Solar Opposites review: Rick and Morty without Dan Harmon is still great
Hulu's new show won't blow your mind, but it's a lot of fun.
In a sense, Justin Roiland owes his career to Dan Harmon. The Rick and Morty co-creator was discovered at Harmon's LA film festival, Channel 101, where a vulgar Back to the Future parody sparked what would eventually become Adult Swim's biggest show ever. Since then, Roiland has launched his own video game studio and taken on various smaller roles, but he hasn't done anything as major as Rick and Morty — until now. Enter Solar Opposites.
From Roiland and Mike McMahan (Rick and Morty executive producer and the show's unofficial third showrunner), Solar Opposites is an animated sci-fi comedy that manages to take itself even less seriously than Rick and Morty. Instead of parodying popular movies and TV shows with clever twists, Solar Opposites succeeds by smashing sci-fi concepts together into something entertaining but ultimately a little unfulfilling.
Nothing in Solar Opposites will blow your mind like the best Rick and Morty episodes often do, but this new show still manages to be consistently funny — and sometimes even clever.
Solar Opposites follows a quasi-family of aliens sent to Earth from their dying planet. The cast includes Roiland as two adult aliens with an Odd Couple dynamic. (Korvo is a Debbie Downer obsessed with fixing their busted spaceship, while Terry wheres ironic T-shirts and just wants to party.) They're joined by child-sized clones of themselves: Yumyulack (Sean Giambrone, The Goldbergs) and Jesse (Mary Mack). And then there's the Pupa, something between a baby and a pet that's also a ticking time bomb ready to terraform the planet and destroy all life on it in the process.
None of this really matters, though, because Solar Opposites is only using that elevator pitch to tell wacky sci-fi stories. That includes one episode where Korvo and Terry create a real-life version of a popular TV show character to be their friend (things go terribly wrong) and another where they deploy nano-bots to spy on their suburban neighbors so they can become more popular. (Things go terribly wrong here, too.)
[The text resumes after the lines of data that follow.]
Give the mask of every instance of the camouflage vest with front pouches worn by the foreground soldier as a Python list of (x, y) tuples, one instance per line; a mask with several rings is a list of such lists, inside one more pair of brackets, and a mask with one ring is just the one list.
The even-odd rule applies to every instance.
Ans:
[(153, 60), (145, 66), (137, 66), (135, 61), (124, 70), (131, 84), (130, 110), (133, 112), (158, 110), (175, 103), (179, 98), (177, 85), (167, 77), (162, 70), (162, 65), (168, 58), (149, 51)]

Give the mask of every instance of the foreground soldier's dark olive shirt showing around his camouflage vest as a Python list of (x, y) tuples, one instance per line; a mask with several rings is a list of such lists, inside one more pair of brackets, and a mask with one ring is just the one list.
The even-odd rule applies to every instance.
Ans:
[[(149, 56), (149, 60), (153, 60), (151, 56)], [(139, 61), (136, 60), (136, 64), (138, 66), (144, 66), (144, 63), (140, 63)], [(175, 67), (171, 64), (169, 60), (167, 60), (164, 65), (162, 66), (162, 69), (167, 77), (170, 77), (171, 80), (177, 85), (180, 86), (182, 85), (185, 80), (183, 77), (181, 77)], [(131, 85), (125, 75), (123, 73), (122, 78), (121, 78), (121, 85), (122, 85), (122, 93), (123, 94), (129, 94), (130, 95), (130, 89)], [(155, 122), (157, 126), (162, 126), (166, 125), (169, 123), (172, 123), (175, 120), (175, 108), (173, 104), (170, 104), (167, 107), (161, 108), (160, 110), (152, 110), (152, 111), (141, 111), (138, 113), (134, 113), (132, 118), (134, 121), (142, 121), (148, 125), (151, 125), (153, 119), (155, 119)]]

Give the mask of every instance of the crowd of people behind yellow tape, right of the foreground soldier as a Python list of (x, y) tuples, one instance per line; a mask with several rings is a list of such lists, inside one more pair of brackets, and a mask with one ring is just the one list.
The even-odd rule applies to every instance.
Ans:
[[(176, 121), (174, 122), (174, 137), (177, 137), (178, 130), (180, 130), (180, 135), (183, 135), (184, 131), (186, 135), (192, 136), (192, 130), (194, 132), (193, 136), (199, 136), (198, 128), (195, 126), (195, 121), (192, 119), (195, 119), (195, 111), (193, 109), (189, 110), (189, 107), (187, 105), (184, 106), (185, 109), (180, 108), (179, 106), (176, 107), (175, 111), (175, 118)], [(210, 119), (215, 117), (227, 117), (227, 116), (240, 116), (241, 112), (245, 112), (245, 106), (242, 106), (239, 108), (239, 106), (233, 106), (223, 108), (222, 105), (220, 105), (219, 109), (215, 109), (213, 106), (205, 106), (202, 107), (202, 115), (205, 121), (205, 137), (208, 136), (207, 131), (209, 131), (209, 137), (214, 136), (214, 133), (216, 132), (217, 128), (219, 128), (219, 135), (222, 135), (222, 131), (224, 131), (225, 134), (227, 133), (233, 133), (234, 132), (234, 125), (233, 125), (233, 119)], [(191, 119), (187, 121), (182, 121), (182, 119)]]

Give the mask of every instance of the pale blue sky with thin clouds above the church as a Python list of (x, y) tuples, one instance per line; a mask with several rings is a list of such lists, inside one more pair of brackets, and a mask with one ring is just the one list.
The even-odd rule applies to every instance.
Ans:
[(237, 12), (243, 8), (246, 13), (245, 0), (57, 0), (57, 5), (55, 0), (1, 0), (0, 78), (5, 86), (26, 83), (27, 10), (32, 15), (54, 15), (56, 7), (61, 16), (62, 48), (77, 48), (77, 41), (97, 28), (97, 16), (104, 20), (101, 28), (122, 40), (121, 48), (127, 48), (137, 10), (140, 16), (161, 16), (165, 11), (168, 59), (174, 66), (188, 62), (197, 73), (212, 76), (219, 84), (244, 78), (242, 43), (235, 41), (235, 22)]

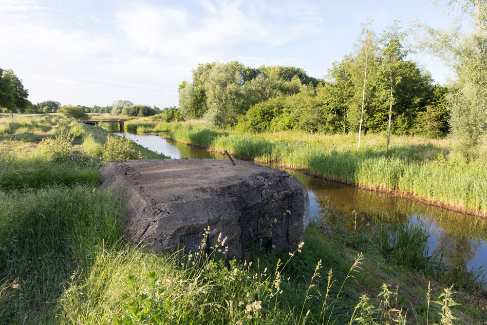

Each episode follows a pretty familiar structure with a setup, a B-plot involving Yumyulack and Jesse, and a half-assed resolution that's just entertaining enough to work. There's not much of Dan Harmon's famous story circle technique here, though there is one major season-spanning exception that helps balance out some of the earlier and less-exciting episodes. (Hulu asked me not to reveal it, but trust me when I say that it's pretty great.)
When it comes to the animation, Solar Opposites falls somewhere between the janky look of early Rick and Morty and the more impressive work of its latest season. The character design is fine but a little basic (making your protagonists androgynous aliens definitely makes things easy for the animators), and there aren't many exciting set pieces. The animation won't distract you, but it's not the reason you're going to keep watching, either.
Finally, if you're wondering whether Roiland's voice acting skills are deep enough to handle two more main characters, the answer is ... kinda? While Rick and Morty are both clearly identifiable by their voice, many of the smaller voices Roiland does on that show can feel like small deviations from its two protagonists.
In Solar Opposites, we get Terry, who doesn't necessarily sound like any Roiland character we've heard before but also isn't that funny of a voice. There's also Korvo, who sounds a bit like Rick with a slightly deeper voice and no drinking problem. Korvo sounds funny, but he's not very original.
The other two main characters on Solar Opposites are both kids, so their voices sound childlike but not particularly funny. On the plus side, Season 1 is also packed full of guest stars, including the voices of Alan Tudyk, Andy Daly, Christina Hendricks, Jason Mantzoukas, Rainn Wilson, and Tiffany Haddish.
Ultimately, Solar Opposites is fine, entertaining, and maybe even great. If you're a Rick and Morty fan you've pretty much hit the jackpot right now as that show returns and this spiritual spinoff lands on Hulu. But I'd be pretty shocked if Justin Roiland and Mike McMahan's new show proved to be a cultural juggernaut in the same way as Rick and Morty.
All eight episodes of Solar Opposites Season 1 will be streaming on Hulu starting May 8.